Aunt Molly replied, “I believe it is! Sure it is.”
Slowly walking toward us, dressed in her Sunday best, was a lone black woman. Who was she?
Why was Mom obviously getting more and more excited as the approaching lady drew closer?
Mom had delivered the last four of her nine babies at home without the assistance of a physician. She didn’t think she needed professional aid because she had Miss Lena. Miss Lena was Lena Ross, the community midwife in Crocketts Bluff. She had helped bring into this world innumerable children of the ’Bluff.
Miss Lena, along with providing a nimble hand whenever the stork was present, also helped Mom with the houshold chores whenever there was an illness in the home.
My mother loved Miss Lena. Miss Lena loved my mother. They were soul-sisters. As the two women became cognizant of each other, their pace increased. They were filled with anticipation, their arms held high.
The two met on the public sidewalk in front of Coker Hampton Drug Store on the south side of the Square in the southern town of the Jim Crow-dominated southern state of Arkansas.
There was a great collision. Both ladies, being rather corpulent, were not physically capable of leaping into each other’s arms. They merely collided at ground level. Their impact made a sound that one could describe as a composite of “thud” and “squish.”
Aunt Molly, standing nearby, was witnessing what for her was a tension-creating scene. She didn’t know how to react to this most unacceptable violation of southern customs. I’m sure she asked herself, “What if someone who knows me is watching what my sister is doing?”
The two old friends, yelling and screaming, found it impossible to end their hugging. With their rotund physiques, their hugs made it all but impossible to identify what part of the mound of black and white flesh was Miss Lena, and what part was my mother.
“Oh, Miss Edna, it’s plain heaven to see you again! It’s really you! You ain’t foolin’, it’s you!”
“Miss Lena, it’s been years, and the first person I see on the Square is you! You’re a real blessing!”
Aunt Molly, in a scolding manner and loud enough for both women to hear, said to her sister, “Edna, for goodness sake, you are not out there in California! Don’t you realize where you are?”
My mother and her friend ignored Aunt Molly’s admonition. I’m not sure that Aunt Molly’s judgmental words were even heard by the intended hearers. They were both consumed by the emotion of the moment. I was duly impressed that Miss Lena, upon spotting my brother and me, pointed to me and exclaimed, “There’s your baby, your youngest! He’s the one who weighed ‘leven pounds and ‘leven ounces when you borned him! Miss Edna, lets you and me set down on that bench over yonder and jabber awhile.”

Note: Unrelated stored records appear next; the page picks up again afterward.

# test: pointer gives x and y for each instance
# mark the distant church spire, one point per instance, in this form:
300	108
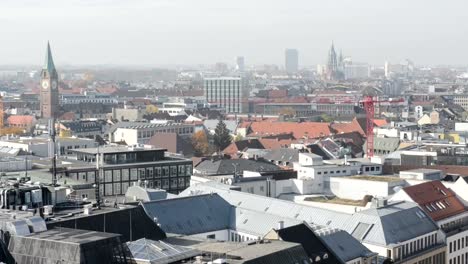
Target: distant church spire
49	61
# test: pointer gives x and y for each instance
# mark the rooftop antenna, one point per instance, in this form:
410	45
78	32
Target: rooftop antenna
52	135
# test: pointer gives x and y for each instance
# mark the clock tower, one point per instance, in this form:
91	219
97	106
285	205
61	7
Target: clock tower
49	94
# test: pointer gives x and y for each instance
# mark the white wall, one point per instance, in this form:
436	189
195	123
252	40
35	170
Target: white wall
222	235
355	189
453	240
461	127
130	136
460	187
388	132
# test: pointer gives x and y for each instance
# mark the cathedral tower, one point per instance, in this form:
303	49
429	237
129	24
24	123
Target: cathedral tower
49	95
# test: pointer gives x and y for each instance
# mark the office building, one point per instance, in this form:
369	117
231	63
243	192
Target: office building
225	92
240	64
291	60
123	166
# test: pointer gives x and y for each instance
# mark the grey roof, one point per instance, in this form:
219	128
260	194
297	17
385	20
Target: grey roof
345	247
190	215
147	194
210	124
271	206
142	125
114	149
388	144
227	166
272	252
159	251
258	223
283	154
391	224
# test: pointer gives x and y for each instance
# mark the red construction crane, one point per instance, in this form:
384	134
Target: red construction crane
368	105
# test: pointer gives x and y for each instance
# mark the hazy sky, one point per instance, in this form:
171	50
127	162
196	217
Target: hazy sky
162	32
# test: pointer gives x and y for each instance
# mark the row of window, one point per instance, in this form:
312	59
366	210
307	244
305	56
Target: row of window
419	245
239	238
147	173
458	244
148	134
462	259
172	185
134	174
331	172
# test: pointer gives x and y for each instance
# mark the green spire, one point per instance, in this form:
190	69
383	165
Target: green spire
49	62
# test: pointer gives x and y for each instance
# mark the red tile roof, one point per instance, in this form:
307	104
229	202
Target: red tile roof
299	130
20	120
435	199
380	122
273	143
353	126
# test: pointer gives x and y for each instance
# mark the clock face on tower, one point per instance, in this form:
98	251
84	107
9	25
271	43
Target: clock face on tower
45	84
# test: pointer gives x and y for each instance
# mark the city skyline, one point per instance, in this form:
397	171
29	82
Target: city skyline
178	32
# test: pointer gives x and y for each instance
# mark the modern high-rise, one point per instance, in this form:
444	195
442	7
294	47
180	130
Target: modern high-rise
49	87
291	60
240	63
225	92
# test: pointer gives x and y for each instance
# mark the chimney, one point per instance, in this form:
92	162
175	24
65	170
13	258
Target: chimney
280	225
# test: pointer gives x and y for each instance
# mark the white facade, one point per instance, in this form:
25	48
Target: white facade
225	92
15	164
356	71
409	248
140	134
355	189
130	114
457	241
418	111
461	127
387	132
422	174
43	148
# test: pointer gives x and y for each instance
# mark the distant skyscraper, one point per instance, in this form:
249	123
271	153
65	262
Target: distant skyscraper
291	60
240	64
335	65
225	92
49	87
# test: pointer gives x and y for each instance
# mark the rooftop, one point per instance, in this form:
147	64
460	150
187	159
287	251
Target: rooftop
115	149
273	252
376	178
334	200
435	199
74	236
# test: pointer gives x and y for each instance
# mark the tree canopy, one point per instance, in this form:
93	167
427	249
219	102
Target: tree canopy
222	138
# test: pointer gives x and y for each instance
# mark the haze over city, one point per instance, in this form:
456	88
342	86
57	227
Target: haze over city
170	32
233	132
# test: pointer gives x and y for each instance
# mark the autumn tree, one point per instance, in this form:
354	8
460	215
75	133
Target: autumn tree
200	144
288	111
222	138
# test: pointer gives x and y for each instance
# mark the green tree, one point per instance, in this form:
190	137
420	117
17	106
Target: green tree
326	118
200	144
221	138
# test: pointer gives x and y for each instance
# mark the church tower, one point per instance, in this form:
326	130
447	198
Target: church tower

If Mom and Miss Lena’s hearts had had windows, and if Aunt Molly had peered through those windows, she would have seen hearts overflowing with love. She would have seen hearts that at that moment in time were colorblind. Their hearts were only perceiving the color of love. It was a beautiful tableau. The scene on the sidewalk on the Square, in that small southern town, made Jim Crow so utterly ludicrous.
Two years ago, my wife and I were in DeWitt. We were walking by an elementary school where the school children were at play. My focus was drawn to two little girls laughing and being silly as they played on a teeter-totter. On one end of the seesaw was a cute blond-haired girl. But guess what! On the other end of the apparatus was an equally attractive African-American girl with long black pigtails and a fetching smile.
I observed the two exuberant schoolgirls holding hands as they ran in response to the tardy bell to greet their African-American teacher. I like to think that the grip of their little hands was a wee bit more firm as a result of Miss Lena and my mother’s planting a seed of love on the Square way back in 1950.